Die Eucharistische (oder: Göttliche) Liturgie.

Schon in der Apostelzeit wurde eine Ordnung für die Gottesdienste geschahen. Als erster schrieb der Apostel Jakobus eine Gottesdienstordnung. Diese führten die Gemeinden ein. Sie wurde im 4. Jahrhundert durch die etwas kürzere Ordnung der Göttlichen Liturgie von hl. Basilius dem Großen ersetzt. Diese Liturgie wird in unserer Zeit zehnmal im Jahr gefeiert und zwar.

An den fünf ersten Sonntagen der Großen Fastenzeit
Am Großen Donnerstag (Gründonnerstag)
Am Großen Samstag (Karsamstag)
Am Vorabend des Epiphaniasfestes
Am hl.- Basilius- Fest (1. Januar).

Nach dem hl. Basilius schrieb der hl. Johannes Chrysostomos eine noch kürzere Gottesdienstordnung für die Göttliche Liturgie. Diese wurde schließlich für die gesamte Orthodoxe Kirche angenommen und kanonisiert (= zur Vorschrift gemacht). Sie wird überall, das ganze Jahr hindurch (außer in den oben erwähnten Tagen) gefeiert.

Die Liturgie der Vorgeweihten Gaben

Während der Großen Fastenzeit, jeweils am Mittwoch und Freitag sowie an den drei ersten Tagen der Karwoche, wird statt der Eucharistie die Liturgie der Vorgeweihten Gaben gefeiert. Da diese Tage Buß- und Trauertage sind, kann in dieser Zeit ein so freudevoller Gottesdienst wie die Göttliche Liturgie nicht abgehalten werden. Deshalb wird an diesen Tagen ein Gottesdienst gefeiert, an dem keine Wandlung stattfindet. Die Gläubigen kommunizieren mit den heiligen Gaben, die bei der vorhergehenden Eucharistie - Liturgie gewandelt wurden. Es ist ein ernster, feierlicher, aber auch sehr schöner Gottesdienst, der den Teilnehmer besonders tief beeindruckt.

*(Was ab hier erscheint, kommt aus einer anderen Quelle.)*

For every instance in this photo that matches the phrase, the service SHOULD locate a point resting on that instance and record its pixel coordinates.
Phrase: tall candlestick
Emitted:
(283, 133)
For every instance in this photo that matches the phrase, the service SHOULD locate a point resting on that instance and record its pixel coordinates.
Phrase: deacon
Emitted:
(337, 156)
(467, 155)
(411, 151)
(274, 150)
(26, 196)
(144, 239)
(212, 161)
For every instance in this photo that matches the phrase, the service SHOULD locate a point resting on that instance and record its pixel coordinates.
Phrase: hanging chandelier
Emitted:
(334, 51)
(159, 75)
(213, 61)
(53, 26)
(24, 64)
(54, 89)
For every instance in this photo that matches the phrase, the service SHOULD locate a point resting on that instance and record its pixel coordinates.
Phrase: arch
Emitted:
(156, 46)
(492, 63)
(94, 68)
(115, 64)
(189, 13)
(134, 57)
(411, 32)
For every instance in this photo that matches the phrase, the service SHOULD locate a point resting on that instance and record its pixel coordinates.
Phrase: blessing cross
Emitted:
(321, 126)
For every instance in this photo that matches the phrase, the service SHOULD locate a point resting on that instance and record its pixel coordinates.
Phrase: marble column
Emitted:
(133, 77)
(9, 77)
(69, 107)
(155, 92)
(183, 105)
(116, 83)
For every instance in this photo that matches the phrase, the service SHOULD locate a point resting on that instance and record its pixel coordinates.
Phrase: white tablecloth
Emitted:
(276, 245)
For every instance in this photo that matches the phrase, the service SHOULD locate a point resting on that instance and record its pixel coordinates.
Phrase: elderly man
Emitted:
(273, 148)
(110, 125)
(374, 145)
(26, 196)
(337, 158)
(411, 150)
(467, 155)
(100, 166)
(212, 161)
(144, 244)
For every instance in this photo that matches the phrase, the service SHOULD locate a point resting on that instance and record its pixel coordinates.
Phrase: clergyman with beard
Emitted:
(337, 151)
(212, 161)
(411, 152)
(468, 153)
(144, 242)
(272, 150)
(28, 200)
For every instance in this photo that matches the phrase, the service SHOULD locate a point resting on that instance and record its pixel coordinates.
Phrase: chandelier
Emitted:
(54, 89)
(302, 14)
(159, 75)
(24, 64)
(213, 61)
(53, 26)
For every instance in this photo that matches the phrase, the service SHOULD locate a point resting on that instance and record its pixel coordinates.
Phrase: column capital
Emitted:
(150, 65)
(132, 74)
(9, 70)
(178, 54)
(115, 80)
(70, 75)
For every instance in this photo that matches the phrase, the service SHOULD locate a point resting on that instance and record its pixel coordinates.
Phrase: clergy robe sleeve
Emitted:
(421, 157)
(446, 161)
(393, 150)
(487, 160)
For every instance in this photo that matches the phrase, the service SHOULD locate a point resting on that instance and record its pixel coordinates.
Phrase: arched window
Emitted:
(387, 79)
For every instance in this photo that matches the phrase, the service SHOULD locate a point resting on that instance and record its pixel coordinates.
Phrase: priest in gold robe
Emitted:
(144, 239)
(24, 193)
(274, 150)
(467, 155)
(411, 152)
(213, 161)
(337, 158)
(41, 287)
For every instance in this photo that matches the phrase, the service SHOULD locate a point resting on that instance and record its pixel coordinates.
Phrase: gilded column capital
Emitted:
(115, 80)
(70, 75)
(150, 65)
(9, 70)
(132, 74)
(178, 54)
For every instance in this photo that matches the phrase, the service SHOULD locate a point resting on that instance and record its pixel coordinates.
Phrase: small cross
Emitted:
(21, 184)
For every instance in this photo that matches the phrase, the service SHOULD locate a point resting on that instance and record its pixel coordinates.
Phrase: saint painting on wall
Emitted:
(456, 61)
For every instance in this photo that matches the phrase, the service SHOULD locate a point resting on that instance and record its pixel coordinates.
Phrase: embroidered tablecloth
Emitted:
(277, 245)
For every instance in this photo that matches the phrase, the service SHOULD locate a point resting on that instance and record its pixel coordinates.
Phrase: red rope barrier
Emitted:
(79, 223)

Die regelmäßigen Gottesdienste

Außer der Göttlichen Liturgie werden das ganze Jahr hindurch in allen orthodoxen Klöstern und auch in manchen Pfarrkirchen folgende Gottesdienste gefeiert :

1. Die vier Gebetsstunden (Horen):
a) Die erste Stunde, die gegen 7 Uhr früh gebetet wird:
b) die dritte Stunde, die gegen 9 Uhr früh gebetet wird;
c) die sechste Stunde, die gegen 12 Uhr mittags gebetet wird;
d) die neunte Stunde, die gegen 15 Uhr gebetet wird.

2. Das Abendamt oder die Vesper am späten Nachmittag;

3. Das Spätabendamt als Gebet vor der Nachtruhe;

4. Das Mitternachtsamt im Gedenken an das nächtliche Gebet Christi und an seine Wiederkunft zum Gericht;

5. Das Morgenamt, das bei Sonnenaufgang stattfinden soll. In manchen Ländern wird es unmittelbar vor der Göttlichen Liturgie gefeiert, in anderen am Samstag nach dem Abendamt;

6. Die Heilige Eucharistie oder Göttliche Liturgie.
Sie ist der wichtigste Gottesdienst der orthodoxen Kirche, weil bei dieser kirchlichen Handlung Brot und Wein zum Leib und Blut Christi durch die Kraft und die Gnade des Heiligen Geistes verwandelt werden.